As comunidades locais e organizações da sociedade civil têm levantado preocupações

sobre a perda de terras agrícolas, o deslocamento de famílias, a contaminação da água e

a falta de consulta e consentimento livre, prévio e informado.


Caso Green Resources
A Green Resources é uma empresa norueguesa que atua na área de reflorestamento
e produção de madeira em vários países da África, incluindo Moçambique. No
entanto, a actuação da Green Resources em Moçambique tem sido objecto de
controvérsias e críticas, especialmente em relação aos direitos das comunidades
locais e ao impacto ambiental de suas operações.

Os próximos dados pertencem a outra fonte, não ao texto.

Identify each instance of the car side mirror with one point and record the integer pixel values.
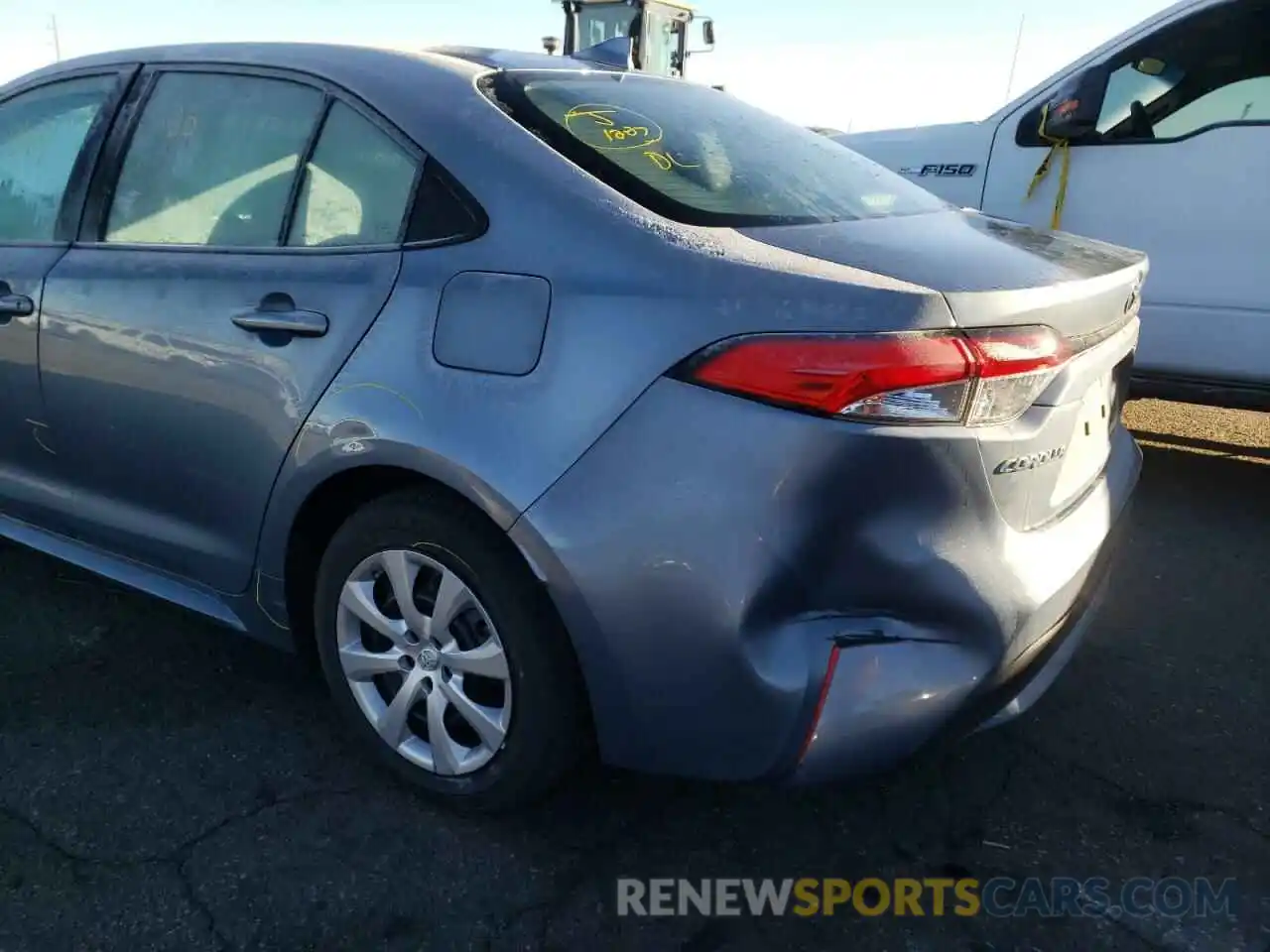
(1072, 113)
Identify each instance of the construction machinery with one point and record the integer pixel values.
(649, 36)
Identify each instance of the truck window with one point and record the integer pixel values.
(1214, 71)
(699, 157)
(1246, 100)
(1125, 85)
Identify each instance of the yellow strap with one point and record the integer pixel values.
(1064, 149)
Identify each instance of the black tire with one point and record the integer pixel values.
(549, 728)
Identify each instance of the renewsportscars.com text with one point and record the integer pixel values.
(873, 896)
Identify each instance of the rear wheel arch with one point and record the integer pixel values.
(330, 503)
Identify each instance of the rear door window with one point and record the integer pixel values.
(212, 162)
(699, 157)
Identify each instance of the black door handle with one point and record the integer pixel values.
(280, 315)
(16, 306)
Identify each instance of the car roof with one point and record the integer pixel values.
(339, 63)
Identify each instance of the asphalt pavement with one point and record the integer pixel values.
(168, 785)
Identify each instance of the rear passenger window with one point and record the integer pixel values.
(212, 162)
(41, 136)
(356, 188)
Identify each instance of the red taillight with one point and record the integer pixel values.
(820, 703)
(975, 377)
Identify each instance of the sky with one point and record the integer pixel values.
(856, 66)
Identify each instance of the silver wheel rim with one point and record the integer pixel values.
(425, 661)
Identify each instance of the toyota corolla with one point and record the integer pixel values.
(556, 408)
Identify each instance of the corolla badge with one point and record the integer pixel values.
(1032, 461)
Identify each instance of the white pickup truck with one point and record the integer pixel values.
(1169, 148)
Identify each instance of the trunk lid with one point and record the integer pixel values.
(996, 273)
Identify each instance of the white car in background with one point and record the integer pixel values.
(1170, 154)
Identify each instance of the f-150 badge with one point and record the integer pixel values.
(953, 169)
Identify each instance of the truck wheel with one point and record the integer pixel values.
(444, 655)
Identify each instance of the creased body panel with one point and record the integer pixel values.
(706, 549)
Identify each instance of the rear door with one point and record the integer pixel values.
(1184, 176)
(49, 140)
(243, 235)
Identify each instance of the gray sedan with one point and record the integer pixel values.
(554, 408)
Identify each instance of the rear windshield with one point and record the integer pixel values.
(699, 157)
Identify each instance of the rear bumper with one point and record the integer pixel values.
(871, 728)
(708, 555)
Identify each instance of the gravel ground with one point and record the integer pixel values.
(166, 785)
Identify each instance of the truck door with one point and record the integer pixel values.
(1179, 168)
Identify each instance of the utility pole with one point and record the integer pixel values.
(1014, 61)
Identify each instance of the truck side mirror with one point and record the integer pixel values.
(1074, 111)
(616, 53)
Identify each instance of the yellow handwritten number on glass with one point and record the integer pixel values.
(666, 162)
(611, 127)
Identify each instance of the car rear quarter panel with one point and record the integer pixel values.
(630, 296)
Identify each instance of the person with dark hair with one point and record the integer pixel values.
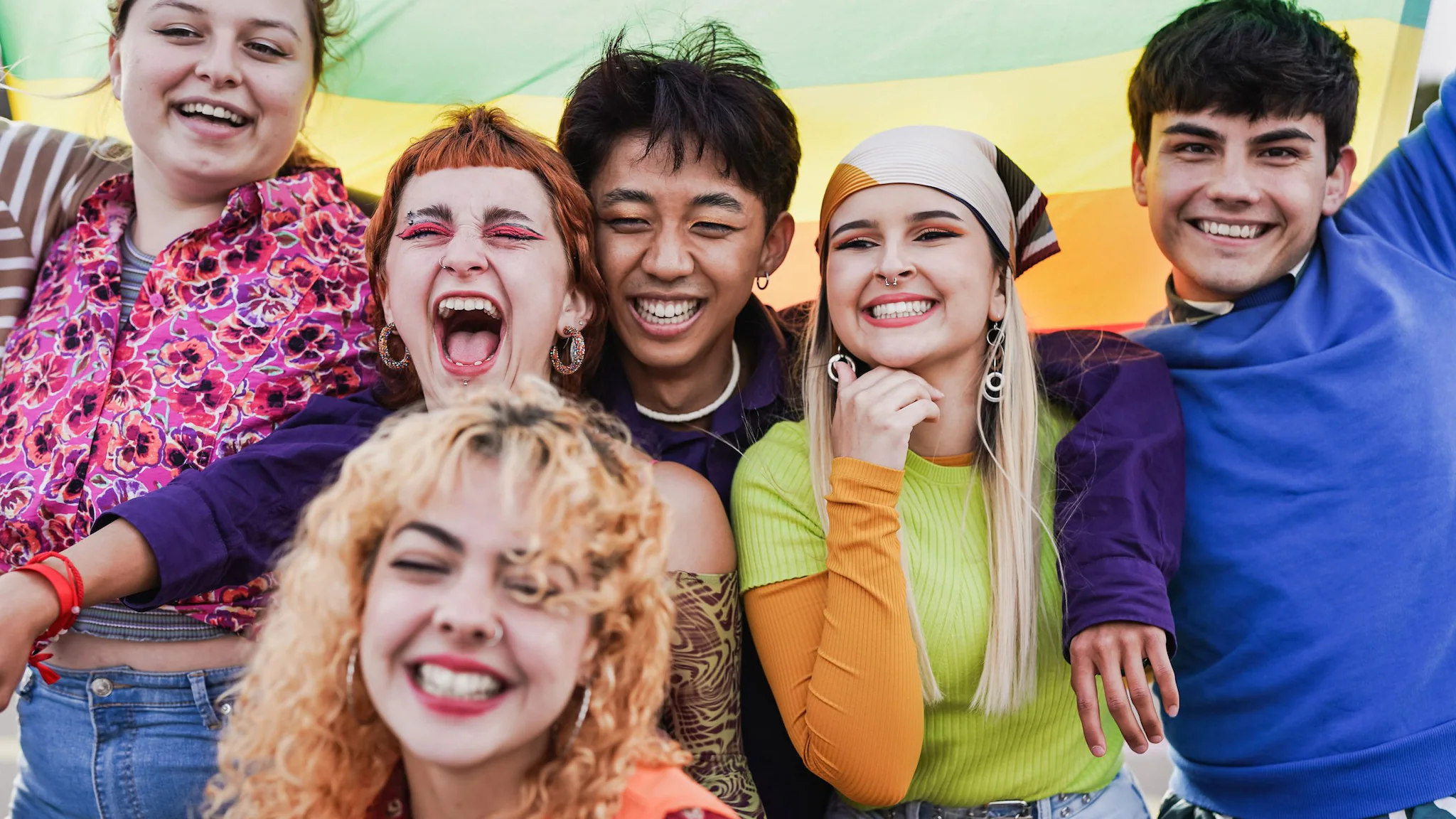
(1310, 336)
(690, 161)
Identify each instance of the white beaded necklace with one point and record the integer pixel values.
(705, 412)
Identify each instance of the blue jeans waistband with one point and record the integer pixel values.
(126, 687)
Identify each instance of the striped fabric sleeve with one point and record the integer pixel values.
(44, 177)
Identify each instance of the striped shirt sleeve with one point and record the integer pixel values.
(44, 177)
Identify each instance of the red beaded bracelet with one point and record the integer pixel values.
(70, 592)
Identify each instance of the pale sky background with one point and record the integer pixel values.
(1439, 53)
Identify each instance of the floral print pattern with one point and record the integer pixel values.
(236, 326)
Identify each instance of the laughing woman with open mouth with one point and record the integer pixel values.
(197, 304)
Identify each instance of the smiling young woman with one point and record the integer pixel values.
(472, 623)
(196, 305)
(897, 545)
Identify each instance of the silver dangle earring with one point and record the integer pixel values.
(836, 359)
(995, 381)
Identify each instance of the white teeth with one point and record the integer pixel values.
(215, 111)
(901, 309)
(657, 311)
(455, 304)
(456, 685)
(1233, 230)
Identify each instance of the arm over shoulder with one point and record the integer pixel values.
(1120, 478)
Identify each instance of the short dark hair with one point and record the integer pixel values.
(707, 92)
(1248, 57)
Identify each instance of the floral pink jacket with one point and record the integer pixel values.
(236, 326)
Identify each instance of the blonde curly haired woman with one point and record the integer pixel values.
(473, 621)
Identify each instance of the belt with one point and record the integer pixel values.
(999, 809)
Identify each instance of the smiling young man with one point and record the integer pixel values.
(690, 159)
(1311, 343)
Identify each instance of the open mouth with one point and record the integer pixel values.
(207, 112)
(1231, 230)
(900, 309)
(469, 330)
(665, 312)
(462, 685)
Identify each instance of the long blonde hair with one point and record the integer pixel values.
(1011, 478)
(297, 748)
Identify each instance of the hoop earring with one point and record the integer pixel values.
(582, 717)
(382, 346)
(579, 353)
(348, 688)
(995, 381)
(836, 359)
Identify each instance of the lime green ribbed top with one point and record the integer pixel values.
(967, 756)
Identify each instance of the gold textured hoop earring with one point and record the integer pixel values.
(579, 353)
(383, 348)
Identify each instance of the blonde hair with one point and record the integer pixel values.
(1011, 478)
(297, 749)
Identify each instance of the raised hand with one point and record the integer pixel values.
(875, 413)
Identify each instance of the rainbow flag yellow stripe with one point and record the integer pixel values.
(1044, 79)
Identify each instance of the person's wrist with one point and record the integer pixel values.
(34, 599)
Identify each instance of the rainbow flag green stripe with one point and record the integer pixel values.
(1044, 79)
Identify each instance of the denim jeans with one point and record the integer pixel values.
(1117, 801)
(118, 744)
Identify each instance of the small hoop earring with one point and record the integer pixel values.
(348, 688)
(579, 353)
(382, 346)
(582, 717)
(836, 359)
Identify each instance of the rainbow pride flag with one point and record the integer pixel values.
(1044, 79)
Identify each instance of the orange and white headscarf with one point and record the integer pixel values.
(960, 164)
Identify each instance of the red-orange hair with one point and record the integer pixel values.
(487, 137)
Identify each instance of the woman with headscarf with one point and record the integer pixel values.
(897, 547)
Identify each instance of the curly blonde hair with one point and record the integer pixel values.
(297, 748)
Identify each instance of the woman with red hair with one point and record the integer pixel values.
(482, 273)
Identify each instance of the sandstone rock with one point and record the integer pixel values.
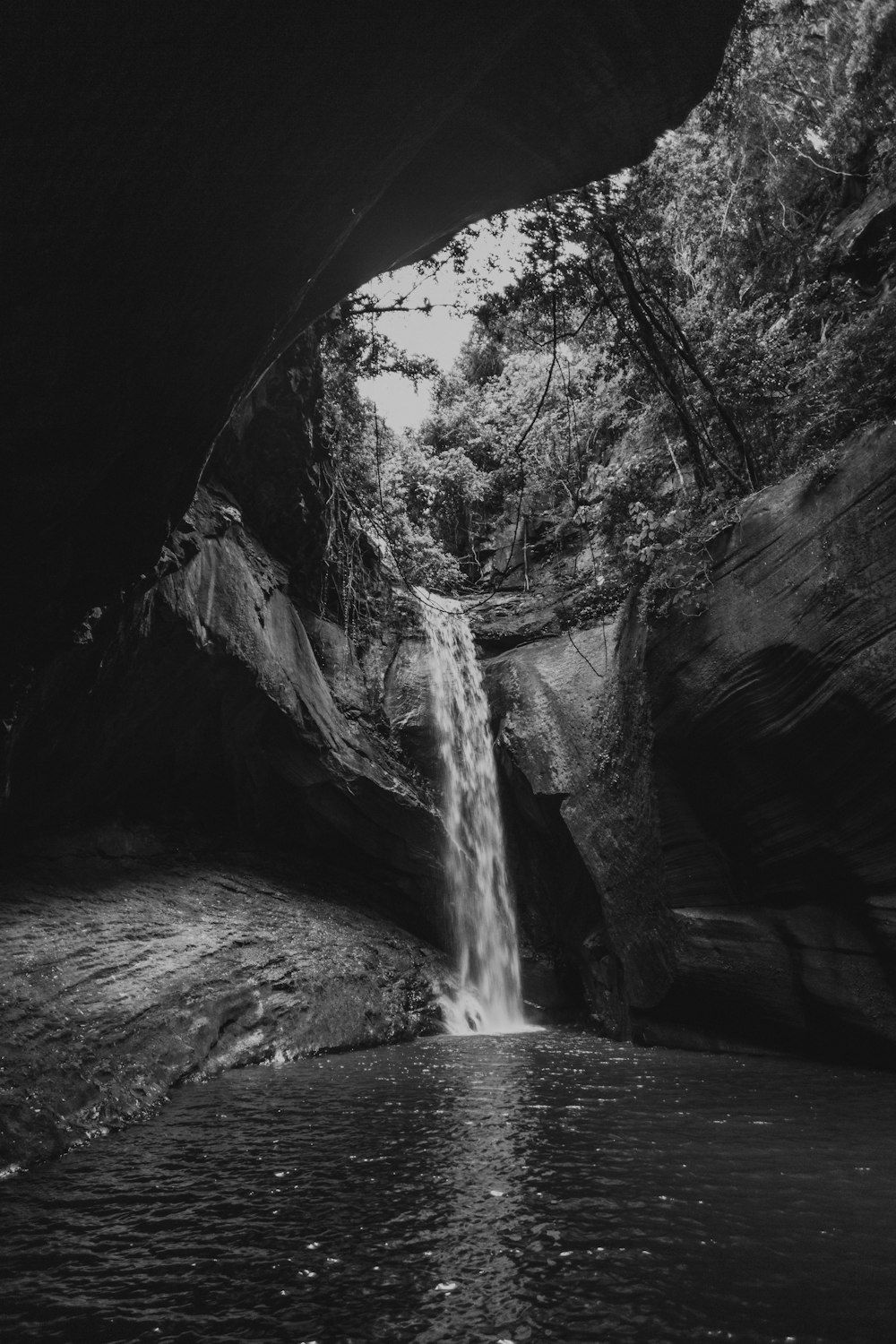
(209, 707)
(775, 747)
(177, 190)
(573, 738)
(123, 978)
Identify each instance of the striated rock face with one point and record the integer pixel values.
(735, 887)
(209, 706)
(185, 193)
(123, 976)
(775, 755)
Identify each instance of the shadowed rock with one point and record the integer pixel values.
(185, 190)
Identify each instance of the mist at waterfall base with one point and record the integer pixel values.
(465, 1190)
(489, 995)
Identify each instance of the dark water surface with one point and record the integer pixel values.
(525, 1188)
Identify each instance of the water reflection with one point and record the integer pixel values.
(524, 1188)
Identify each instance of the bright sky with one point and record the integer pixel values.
(441, 332)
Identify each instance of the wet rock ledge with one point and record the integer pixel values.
(123, 976)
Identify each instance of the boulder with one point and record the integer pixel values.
(128, 968)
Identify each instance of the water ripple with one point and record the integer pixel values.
(469, 1190)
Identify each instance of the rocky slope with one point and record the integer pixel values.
(126, 972)
(737, 883)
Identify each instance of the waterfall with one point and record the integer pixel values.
(474, 862)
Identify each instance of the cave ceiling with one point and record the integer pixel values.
(187, 185)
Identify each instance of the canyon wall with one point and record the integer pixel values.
(740, 868)
(185, 191)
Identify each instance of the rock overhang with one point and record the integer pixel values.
(187, 187)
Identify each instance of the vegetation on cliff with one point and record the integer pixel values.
(677, 338)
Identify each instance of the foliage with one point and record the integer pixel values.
(677, 336)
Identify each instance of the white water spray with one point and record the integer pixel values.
(474, 863)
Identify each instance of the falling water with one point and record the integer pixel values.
(474, 863)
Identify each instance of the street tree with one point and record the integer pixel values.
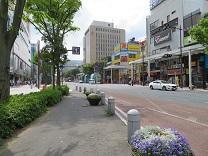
(8, 35)
(200, 32)
(53, 19)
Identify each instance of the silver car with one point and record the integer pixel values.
(162, 85)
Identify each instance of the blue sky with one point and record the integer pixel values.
(129, 15)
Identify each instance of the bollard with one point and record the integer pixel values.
(133, 123)
(111, 105)
(102, 94)
(98, 91)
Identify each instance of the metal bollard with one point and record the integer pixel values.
(111, 105)
(98, 91)
(102, 94)
(133, 123)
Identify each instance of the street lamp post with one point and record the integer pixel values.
(181, 76)
(143, 68)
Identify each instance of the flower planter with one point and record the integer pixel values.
(153, 140)
(94, 102)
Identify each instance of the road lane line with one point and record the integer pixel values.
(179, 117)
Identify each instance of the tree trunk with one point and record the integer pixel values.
(4, 72)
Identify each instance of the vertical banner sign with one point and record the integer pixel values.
(96, 68)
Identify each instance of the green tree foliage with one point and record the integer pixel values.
(67, 73)
(200, 32)
(53, 19)
(8, 34)
(75, 71)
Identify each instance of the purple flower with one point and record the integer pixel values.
(153, 140)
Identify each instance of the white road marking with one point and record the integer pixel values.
(152, 103)
(179, 117)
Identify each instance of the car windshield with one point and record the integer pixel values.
(164, 81)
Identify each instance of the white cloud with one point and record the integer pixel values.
(129, 15)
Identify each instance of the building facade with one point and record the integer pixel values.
(99, 40)
(172, 54)
(20, 57)
(33, 67)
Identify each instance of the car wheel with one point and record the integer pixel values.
(151, 87)
(163, 88)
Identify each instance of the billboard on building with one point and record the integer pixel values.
(162, 37)
(117, 48)
(123, 47)
(133, 47)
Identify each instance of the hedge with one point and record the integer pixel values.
(21, 109)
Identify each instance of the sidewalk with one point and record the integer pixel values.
(23, 89)
(72, 128)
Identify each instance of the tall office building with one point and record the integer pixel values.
(100, 39)
(172, 54)
(20, 55)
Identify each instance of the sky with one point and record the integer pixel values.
(129, 15)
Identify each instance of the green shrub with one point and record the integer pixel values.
(23, 109)
(6, 126)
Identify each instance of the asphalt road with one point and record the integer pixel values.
(183, 110)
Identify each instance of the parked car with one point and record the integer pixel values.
(91, 81)
(162, 85)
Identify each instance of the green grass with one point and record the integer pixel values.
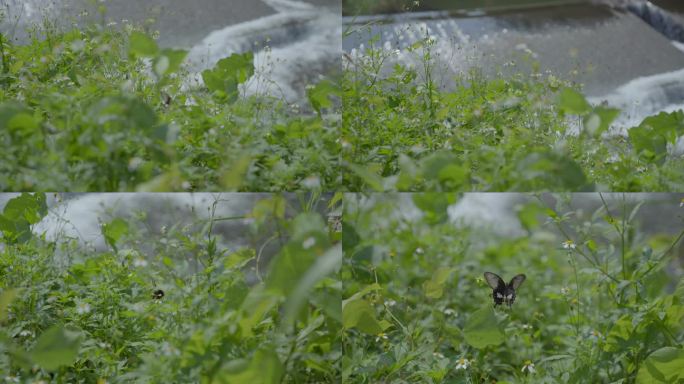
(402, 132)
(98, 109)
(70, 314)
(599, 304)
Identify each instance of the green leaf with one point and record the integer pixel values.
(320, 96)
(482, 329)
(434, 205)
(599, 120)
(551, 171)
(114, 231)
(665, 365)
(651, 137)
(358, 313)
(324, 265)
(573, 102)
(56, 347)
(6, 298)
(142, 45)
(264, 368)
(229, 73)
(19, 214)
(434, 288)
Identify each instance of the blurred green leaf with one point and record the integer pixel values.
(573, 102)
(6, 298)
(482, 329)
(666, 365)
(320, 95)
(142, 45)
(56, 347)
(264, 368)
(358, 313)
(228, 73)
(114, 231)
(434, 288)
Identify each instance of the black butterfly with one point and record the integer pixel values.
(502, 292)
(158, 294)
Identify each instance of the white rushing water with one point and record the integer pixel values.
(294, 42)
(290, 46)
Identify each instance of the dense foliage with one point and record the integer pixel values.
(172, 305)
(98, 109)
(599, 305)
(402, 131)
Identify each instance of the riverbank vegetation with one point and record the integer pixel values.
(601, 301)
(403, 131)
(172, 304)
(104, 109)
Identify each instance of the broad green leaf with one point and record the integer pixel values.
(599, 120)
(434, 205)
(229, 73)
(666, 365)
(320, 95)
(551, 171)
(264, 368)
(55, 347)
(142, 45)
(571, 101)
(651, 137)
(324, 265)
(239, 258)
(482, 328)
(114, 231)
(6, 298)
(360, 314)
(19, 214)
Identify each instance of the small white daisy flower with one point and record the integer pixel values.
(140, 262)
(529, 367)
(462, 363)
(308, 243)
(381, 337)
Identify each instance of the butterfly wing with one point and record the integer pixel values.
(516, 281)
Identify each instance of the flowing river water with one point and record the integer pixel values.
(295, 42)
(627, 53)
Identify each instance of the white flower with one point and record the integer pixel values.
(463, 363)
(308, 243)
(26, 333)
(140, 262)
(595, 335)
(529, 367)
(82, 308)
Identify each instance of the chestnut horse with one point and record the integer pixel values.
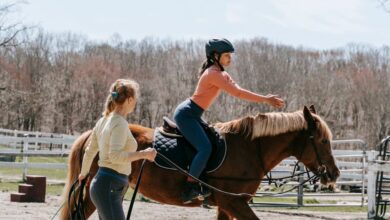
(255, 144)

Alguns dos principais pontos de controvérsia envolvendo a Green Resources em


Moçambique incluem:
• Conflitos de terra: Há relatos de que a Green Resources teria obtido
concessões de terra em Moçambique sem o consentimento adequado das
comunidades locais ou sem garantir que essas comunidades fossem devidamente
compensadas pelos impactos em suas terras e meios de subsistência.
Cont.
• Impacto ambiental: A expansão das plantações florestais da Green
Resources pode ter impactos negativos sobre os ecossistemas locais,
incluindo a perda de biodiversidade, a degradação do solo e a
escassez de recursos hídricos.
• Condições de trabalho: condições de trabalho nas plantações da
Green Resources em Moçambique, com relatos de baixos salários,
longas jornadas de trabalho e falta de condições adequadas de
segurança e saúde para os trabalhadores.